The new digital application is meant to make trade more efficient.

by Kalina Tekelieva
30 May • 2.5 min
In Tech

The Port of Brisbane, in cooperation with PwC Australia and the Australian Chamber of Commerce and Industry (ACCI), will introduce a new supply chain system based on blockchain to optimize international trade, PwC Australia announced on Tuesday.

The three organizations presented a Proof-of-Concept (PoC) of the new trade community tool in Brisbane and explained it will improve the integration and interoperability of commercial operators across the logistics sector.

Inefficiencies across Australian supply chains have raised costs, creating excessive expenses of nearly USD 450 per container, Bryan Clark, director of trade and international affairs at the ACCI, said. This doesn’t only represent a value loss of over USD 1 billion, but makes Australia less competitive on the global market, he explained.

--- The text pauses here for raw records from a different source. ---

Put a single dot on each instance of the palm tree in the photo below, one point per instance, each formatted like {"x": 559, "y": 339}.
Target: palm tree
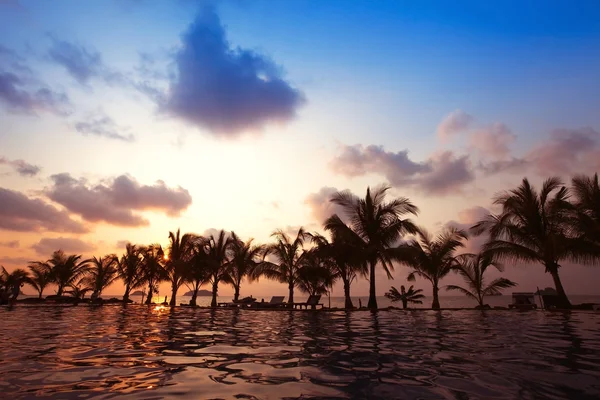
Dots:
{"x": 102, "y": 274}
{"x": 288, "y": 256}
{"x": 472, "y": 267}
{"x": 431, "y": 258}
{"x": 13, "y": 281}
{"x": 180, "y": 253}
{"x": 219, "y": 251}
{"x": 347, "y": 260}
{"x": 40, "y": 277}
{"x": 376, "y": 224}
{"x": 406, "y": 296}
{"x": 245, "y": 257}
{"x": 535, "y": 227}
{"x": 152, "y": 270}
{"x": 66, "y": 270}
{"x": 129, "y": 269}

According to Ben Lannan, partner at PwC Australia, an arm of consulting giant Pricewaterhousecoopers (PwC), the new blockchain supply system will “digitise the flow of trading information, improve connectivity for supply chain participants, reduce friction for business and reduce supply chain costs, providing unprecedented productivity gains for Australia’s international businesses.”

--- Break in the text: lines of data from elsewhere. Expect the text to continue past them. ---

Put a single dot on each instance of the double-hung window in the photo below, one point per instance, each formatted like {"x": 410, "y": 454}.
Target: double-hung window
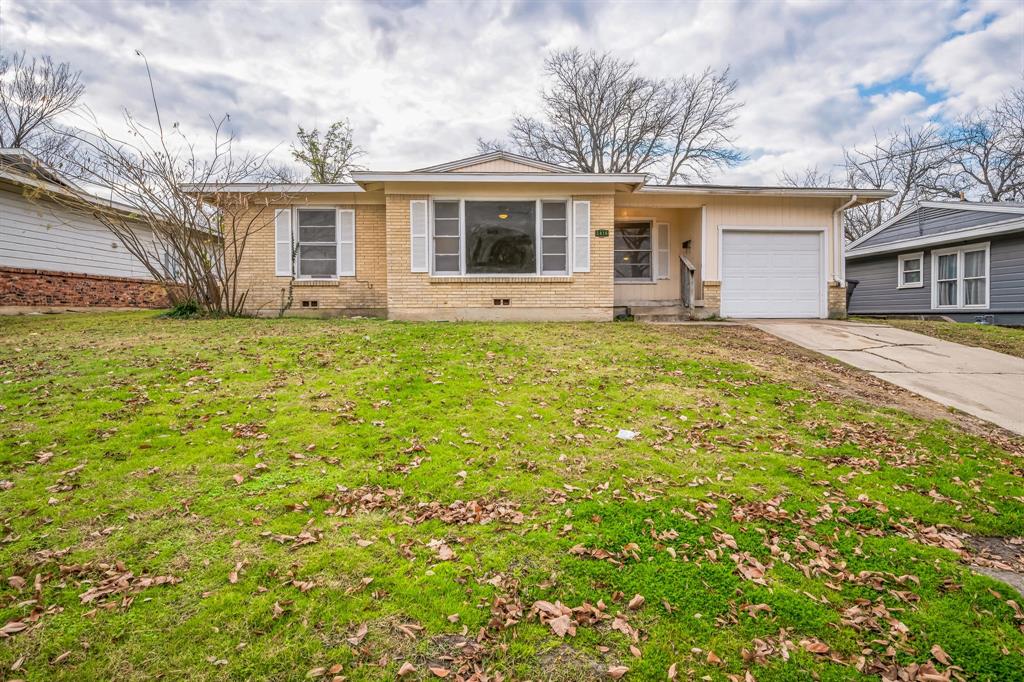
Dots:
{"x": 633, "y": 252}
{"x": 961, "y": 276}
{"x": 501, "y": 238}
{"x": 911, "y": 270}
{"x": 316, "y": 241}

Trade volumes in Australia

As Australia is a trading nation, efficient and effective international supply chains are vital for its economy, according to Clark. As specified in the press release, trade volumes in Australia have increased in the past years and are expected to nearly double by 2025.

At present, around nine million containers are handled annually at the five major ports on the island, while the figure is forecast to reach 15 million units seven years from now.

Blockchain in port logistics

The introduction of a blockchain-based supply system is a measure that will bring significant benefits to ports, being crucial points for international trade. Lannan highlighted that “[t]he port - whether sea or air – is the first and last point of domestic contact in the international supply chain, and is the primary point at which all significant supply chain participants converge.”

In line with this idea, other ports have decided to employ blockchain, too. The Belgian Port of Antwerp, for example, has initiated a blockchain program, whose first step – a system collecting containers at the port, is already launched. The US Port Houston joined in March a pilot project led by Danish shipping conglomerate A.P. Moeller-Maersk and US software giant IBM. The program will use blockchain technology to digitize the paper trail of shipping containers across the globe.